Friday, April 24, 2009
Securing Religious Liberty in an Age of Growing Intolerance
Tom Berg among others has posted (here and here) on gay marriage and religious liberty. In one post, Tom writes: "It may be time for defenders of traditional opposite-sex marriage to shift some attention from trying to stop gay marriage to trying to secure religious liberty protections, at least in states where there is a significant prospect that the courts or the legislature will recognize gay marriage." And, I agree wholeheartedly in the need to work tirelessly to secure religious and admire those persons who are called to labor in that vineyard.
But, I wonder if it isn't a tad naïve to think that religious liberty will really be secure without a fundamental shift in our nation's anthropological foundations. We might secure short-term protection, but my bet is that these protections erode over time – possibly very quickly.

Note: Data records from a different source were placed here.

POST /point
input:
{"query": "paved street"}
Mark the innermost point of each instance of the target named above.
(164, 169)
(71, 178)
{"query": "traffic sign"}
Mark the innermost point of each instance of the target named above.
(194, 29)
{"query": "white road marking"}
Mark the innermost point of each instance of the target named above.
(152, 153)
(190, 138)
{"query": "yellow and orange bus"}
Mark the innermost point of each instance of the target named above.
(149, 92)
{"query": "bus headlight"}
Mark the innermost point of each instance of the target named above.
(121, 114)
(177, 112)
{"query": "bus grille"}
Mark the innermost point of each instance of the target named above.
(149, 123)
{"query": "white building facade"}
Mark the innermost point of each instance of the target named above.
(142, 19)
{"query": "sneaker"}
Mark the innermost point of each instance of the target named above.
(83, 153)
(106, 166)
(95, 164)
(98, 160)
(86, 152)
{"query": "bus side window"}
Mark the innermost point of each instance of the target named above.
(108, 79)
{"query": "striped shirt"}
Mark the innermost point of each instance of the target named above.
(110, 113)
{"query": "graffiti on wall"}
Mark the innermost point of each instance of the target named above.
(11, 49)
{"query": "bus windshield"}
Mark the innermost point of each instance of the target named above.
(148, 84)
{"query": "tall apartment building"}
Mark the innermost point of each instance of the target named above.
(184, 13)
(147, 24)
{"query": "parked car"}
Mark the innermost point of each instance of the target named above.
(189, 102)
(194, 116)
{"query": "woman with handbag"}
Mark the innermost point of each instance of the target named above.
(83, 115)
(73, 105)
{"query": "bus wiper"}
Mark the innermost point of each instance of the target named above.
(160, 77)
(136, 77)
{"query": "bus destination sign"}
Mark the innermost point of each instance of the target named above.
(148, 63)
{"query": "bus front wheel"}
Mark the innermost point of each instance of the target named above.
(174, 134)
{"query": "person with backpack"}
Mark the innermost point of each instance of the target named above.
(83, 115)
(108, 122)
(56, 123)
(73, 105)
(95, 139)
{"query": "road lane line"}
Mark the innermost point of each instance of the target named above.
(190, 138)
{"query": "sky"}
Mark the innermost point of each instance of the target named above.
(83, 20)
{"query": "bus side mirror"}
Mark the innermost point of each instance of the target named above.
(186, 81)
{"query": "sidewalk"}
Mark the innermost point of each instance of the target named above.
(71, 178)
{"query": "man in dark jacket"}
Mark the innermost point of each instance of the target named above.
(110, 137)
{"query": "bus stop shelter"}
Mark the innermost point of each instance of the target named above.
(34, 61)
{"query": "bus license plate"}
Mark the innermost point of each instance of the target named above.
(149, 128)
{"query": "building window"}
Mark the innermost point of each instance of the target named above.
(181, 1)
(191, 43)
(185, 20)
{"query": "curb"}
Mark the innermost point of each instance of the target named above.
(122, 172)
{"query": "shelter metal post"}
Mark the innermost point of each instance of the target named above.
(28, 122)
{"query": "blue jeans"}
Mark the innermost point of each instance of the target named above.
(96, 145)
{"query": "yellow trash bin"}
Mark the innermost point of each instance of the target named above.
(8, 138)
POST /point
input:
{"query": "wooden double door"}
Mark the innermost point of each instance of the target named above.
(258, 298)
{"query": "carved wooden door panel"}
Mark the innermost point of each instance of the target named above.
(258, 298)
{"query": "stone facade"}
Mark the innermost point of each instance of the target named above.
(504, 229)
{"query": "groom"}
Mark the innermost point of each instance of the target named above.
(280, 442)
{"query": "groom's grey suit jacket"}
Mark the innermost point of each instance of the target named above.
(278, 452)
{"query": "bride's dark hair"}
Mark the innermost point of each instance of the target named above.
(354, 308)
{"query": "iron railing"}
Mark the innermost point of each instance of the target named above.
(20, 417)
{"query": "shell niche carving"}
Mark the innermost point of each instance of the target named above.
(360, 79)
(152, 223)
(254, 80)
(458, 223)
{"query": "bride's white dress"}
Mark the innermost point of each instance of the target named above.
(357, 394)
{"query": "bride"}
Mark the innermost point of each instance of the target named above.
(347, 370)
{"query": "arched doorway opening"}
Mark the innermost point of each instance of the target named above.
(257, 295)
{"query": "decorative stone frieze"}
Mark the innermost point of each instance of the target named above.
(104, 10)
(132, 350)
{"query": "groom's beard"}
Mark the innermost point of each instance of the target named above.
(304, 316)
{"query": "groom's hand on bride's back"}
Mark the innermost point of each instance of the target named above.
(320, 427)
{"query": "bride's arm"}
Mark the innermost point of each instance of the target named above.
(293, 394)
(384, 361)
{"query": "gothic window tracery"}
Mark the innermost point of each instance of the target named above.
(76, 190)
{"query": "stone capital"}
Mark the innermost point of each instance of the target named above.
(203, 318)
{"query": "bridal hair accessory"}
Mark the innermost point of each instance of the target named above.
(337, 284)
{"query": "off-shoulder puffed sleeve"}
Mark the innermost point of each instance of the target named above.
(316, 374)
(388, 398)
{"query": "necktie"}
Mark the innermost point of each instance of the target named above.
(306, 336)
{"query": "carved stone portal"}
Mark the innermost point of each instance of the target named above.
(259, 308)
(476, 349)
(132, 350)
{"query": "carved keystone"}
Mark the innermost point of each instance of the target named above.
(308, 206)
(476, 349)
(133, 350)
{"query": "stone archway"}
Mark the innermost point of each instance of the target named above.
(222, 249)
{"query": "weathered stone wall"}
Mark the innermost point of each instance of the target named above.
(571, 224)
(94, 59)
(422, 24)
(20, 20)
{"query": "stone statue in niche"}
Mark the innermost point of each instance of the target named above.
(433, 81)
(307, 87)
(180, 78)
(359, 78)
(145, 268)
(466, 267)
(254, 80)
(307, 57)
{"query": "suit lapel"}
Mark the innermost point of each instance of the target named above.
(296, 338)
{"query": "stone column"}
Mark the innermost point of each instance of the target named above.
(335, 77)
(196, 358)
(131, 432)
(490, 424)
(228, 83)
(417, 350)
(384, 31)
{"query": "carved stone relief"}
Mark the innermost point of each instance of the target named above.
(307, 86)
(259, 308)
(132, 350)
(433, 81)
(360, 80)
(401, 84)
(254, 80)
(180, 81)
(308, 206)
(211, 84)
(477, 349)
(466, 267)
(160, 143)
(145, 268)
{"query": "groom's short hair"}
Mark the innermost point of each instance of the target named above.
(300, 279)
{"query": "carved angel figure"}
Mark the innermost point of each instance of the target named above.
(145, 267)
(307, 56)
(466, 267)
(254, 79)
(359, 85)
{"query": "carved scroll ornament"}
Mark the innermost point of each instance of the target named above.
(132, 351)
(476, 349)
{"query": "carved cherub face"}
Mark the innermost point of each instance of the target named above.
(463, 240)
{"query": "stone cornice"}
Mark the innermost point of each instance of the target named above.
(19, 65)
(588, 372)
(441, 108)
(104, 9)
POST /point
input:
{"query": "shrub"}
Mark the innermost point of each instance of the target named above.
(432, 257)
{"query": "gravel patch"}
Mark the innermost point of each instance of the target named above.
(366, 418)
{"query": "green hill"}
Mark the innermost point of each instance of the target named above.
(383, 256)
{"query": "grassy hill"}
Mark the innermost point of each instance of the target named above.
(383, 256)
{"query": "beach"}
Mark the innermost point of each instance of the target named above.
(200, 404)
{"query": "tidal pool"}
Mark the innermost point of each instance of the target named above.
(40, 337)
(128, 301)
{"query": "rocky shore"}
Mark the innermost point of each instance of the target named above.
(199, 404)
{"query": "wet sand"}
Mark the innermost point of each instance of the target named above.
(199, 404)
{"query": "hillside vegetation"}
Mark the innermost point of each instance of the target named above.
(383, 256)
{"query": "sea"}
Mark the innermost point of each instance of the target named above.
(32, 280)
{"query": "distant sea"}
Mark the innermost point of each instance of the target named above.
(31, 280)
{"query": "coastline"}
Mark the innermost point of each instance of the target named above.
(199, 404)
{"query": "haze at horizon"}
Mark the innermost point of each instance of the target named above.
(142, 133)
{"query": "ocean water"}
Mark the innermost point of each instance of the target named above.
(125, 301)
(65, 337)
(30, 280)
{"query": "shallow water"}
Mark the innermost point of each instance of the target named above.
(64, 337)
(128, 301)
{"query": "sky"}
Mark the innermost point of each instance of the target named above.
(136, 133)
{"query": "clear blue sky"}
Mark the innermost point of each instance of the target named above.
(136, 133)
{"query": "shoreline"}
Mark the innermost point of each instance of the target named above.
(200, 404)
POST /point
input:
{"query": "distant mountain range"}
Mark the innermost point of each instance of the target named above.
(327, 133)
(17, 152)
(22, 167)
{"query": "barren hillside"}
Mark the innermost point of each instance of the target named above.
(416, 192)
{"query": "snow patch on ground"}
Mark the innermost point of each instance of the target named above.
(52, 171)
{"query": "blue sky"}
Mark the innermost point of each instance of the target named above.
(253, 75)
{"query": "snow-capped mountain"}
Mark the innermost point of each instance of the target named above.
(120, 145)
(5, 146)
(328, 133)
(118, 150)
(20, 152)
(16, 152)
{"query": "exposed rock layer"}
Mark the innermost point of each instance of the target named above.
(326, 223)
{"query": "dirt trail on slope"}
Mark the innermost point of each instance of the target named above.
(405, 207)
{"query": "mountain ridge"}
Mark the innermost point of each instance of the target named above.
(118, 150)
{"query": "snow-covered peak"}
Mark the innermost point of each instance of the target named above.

I marvel at what seems to me the rigid intolerance of those who preach tolerance. Photographers cannot be left alone to decline a job involving photographing a same-sex civil commitment ceremony. Catholic Charities cannot be left alone to run its adoption agency according to its own moral compass. Doctors, nurses, pharmacists, and lawyers might be required to subordinate their consciences to the will of the state. J. Budziszewski gives us valuable insight into this phenomenon in his excellent book "The Revenge of Conscience." But, I want to suggest a different, but not necessarily inconsistent, explanation. Many people I talk to think the following. A) Individual autonomy seems to be the paramount good in our society. Each individual is an autonomous chooser who is free to choose among a smorgasbord of private ends for her life. B) One of the state's chief tasks is protecting the individual's ability and right to choose her own private ends. C) Public space is regulated, ordered, and controlled by the state at least partly toward the end of maximizing private autonomy. D) Most public activity (practicing law or medicine, running a business, taking pictures commercially, growing food for sale, etc) is licensed or supervised in some way by the state. E) Many who view private autonomy as the paramount good view those who hold state licenses as operatives of the state and not as independent moral agents. F) As state operatives, doctors, lawyers, photographers, adoption agencies can be required to subordinate their consciences to the will of the state. In this world, there exists only state space and private space; civil society is eviscerated. If those in power (now or in the future) have this view of the world, religious liberty may be secure for private worship but not much else. All the charitable, social, and educational works of religious bodies might be considered public and subject to state control. It is possible that some might even view worship, including the administering of the sacraments, as a public function subject to state discipline. I am not suggesting that any of this will happen in our future. But, as we attempt to secure religious liberty and conscience protection, we ought also to keep an eye on the underlying foundational shifts in society and the possible implications of those shifting sands.